The pain in his mother’s face as she administered her insulin shots is one of George’s most vivid childhood memories. So, too, is the memory of the guilt he felt. “Because she developed diabetes while pregnant with me, I felt like I was the root cause of it all,” he says. “I felt obligated to solve this problem.”

For five years now, George has been deeply immersed in Type 2 diabetes research. Early on he created an oral-fluid glucose-monitoring watch, then later an insulin-delivering patch called DiaMiR that is worn on the skin and delivers product through a carpet of painless microneedles. Much of the work he has done while at NCSSM has been completed as independent research, often traveling by bus to UNC-Chapel Hill after classes to continue his investigations. The research has carried George to research fairs and academic competitions around the United States such as the Regeneron International Science and Engineering Fair, and even to Belgium where he participated in the European Union Contest for Young Scientists.

At the European Union Contest for Young Scientists in Brussels, Belgium, George got to share his research with jury member scientists from throughout Europe like Professor Milan Macek Jr. MD, DSc, the chairman of the largest academic medical/molecular genetics institution in the Czech Republic and, among other titles, the Vice President of the European Society of Human Genetics. (photo provided by George Cheng)

As extensive as his awards are, George places little value in the accolades he’s garnered. Most cherished, he says, are the opportunities that each competition has provided him to move his research forward.

“At the competitions and science fairs, people say, ‘Maybe you should try this,’ or ‘Maybe you should test that.’ And every single time I return home, I take out my notebook and I write down all their comments and I use them to try to improve my project,” George says. “Over time, this has allowed my project to evolve from something that was very simple to something that might actually one day be used by millions of people around the world.”

George hopes to deliver that relief himself as a biotech entrepreneur; already he has filed a provisional patent on DiaMiR, the anti-diabetes patch. The prototype glucose-monitoring watch he created remains part of his future plans as well. For his mother, they’re reminders of a son’s love.

“When I first explained all the scientific stuff to my mom about the watch and the research I’ve done, she didn’t really understand, but she was still moved to tears,” George says. “She probably never expected a son who played a lot of video games all day to one day flip a switch and tackle this problem. I think she was really proud.”
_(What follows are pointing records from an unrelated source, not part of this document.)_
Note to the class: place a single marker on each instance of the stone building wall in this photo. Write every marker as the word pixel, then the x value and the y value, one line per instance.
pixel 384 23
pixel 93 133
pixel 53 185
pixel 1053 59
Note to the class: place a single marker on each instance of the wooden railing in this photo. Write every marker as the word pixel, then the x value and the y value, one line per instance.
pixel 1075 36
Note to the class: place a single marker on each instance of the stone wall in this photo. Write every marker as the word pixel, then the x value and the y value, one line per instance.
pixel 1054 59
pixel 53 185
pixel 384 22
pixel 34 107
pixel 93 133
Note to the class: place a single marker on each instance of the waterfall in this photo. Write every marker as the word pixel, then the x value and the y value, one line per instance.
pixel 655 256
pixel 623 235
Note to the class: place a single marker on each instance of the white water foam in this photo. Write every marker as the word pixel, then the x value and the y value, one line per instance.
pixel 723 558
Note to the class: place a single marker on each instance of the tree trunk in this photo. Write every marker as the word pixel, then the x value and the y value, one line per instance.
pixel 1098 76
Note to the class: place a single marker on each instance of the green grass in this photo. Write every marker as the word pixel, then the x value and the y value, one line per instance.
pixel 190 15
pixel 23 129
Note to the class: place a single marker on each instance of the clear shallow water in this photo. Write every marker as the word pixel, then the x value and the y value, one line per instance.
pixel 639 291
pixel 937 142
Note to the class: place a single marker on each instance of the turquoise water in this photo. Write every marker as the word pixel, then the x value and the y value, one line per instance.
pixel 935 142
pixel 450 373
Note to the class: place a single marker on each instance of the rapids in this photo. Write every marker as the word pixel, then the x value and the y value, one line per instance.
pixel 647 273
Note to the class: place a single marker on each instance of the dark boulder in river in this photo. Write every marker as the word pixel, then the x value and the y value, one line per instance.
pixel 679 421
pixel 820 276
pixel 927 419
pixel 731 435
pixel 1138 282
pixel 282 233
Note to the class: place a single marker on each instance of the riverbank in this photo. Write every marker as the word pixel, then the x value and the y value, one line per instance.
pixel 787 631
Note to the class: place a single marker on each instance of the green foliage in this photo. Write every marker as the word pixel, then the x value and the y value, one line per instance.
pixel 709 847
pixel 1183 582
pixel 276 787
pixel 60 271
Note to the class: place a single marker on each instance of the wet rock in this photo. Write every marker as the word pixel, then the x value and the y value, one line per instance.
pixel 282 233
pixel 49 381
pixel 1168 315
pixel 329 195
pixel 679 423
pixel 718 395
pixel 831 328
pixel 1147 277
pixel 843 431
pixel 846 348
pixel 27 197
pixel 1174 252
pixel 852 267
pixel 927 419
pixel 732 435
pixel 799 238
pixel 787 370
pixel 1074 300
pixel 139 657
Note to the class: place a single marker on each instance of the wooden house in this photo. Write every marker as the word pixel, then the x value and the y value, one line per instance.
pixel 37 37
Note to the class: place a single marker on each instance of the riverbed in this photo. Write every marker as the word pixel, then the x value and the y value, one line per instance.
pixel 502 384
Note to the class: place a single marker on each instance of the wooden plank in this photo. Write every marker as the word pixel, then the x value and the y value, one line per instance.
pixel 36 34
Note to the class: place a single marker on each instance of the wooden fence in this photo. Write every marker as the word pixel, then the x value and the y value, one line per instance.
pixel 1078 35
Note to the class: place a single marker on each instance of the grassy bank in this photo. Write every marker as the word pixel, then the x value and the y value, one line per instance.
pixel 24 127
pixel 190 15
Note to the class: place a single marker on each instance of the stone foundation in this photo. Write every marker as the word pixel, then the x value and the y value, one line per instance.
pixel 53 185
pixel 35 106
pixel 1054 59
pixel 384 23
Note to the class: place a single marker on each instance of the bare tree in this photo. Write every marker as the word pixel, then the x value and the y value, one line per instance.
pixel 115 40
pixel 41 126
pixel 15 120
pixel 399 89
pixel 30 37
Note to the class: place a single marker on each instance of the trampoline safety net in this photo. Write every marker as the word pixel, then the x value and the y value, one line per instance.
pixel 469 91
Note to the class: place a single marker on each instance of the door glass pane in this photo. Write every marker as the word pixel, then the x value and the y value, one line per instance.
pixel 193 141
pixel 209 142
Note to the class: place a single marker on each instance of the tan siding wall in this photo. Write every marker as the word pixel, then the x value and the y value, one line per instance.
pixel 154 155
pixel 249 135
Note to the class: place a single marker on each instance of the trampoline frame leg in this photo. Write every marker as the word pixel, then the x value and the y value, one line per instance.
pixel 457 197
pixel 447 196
George feels an equivalent sense of gratitude for what NCSSM-Durham has allowed him. “I always tell my parents that everyone here is incredible,” he says. “No matter what I’ve been interested in, I’ve always had a very strong support system of staff and students there to back me up, and to help me through my different classes. NCSSM has provided me with so many different opportunities, and I’m very appreciative of the staff environment, and the creative freedom that I’ve had here.”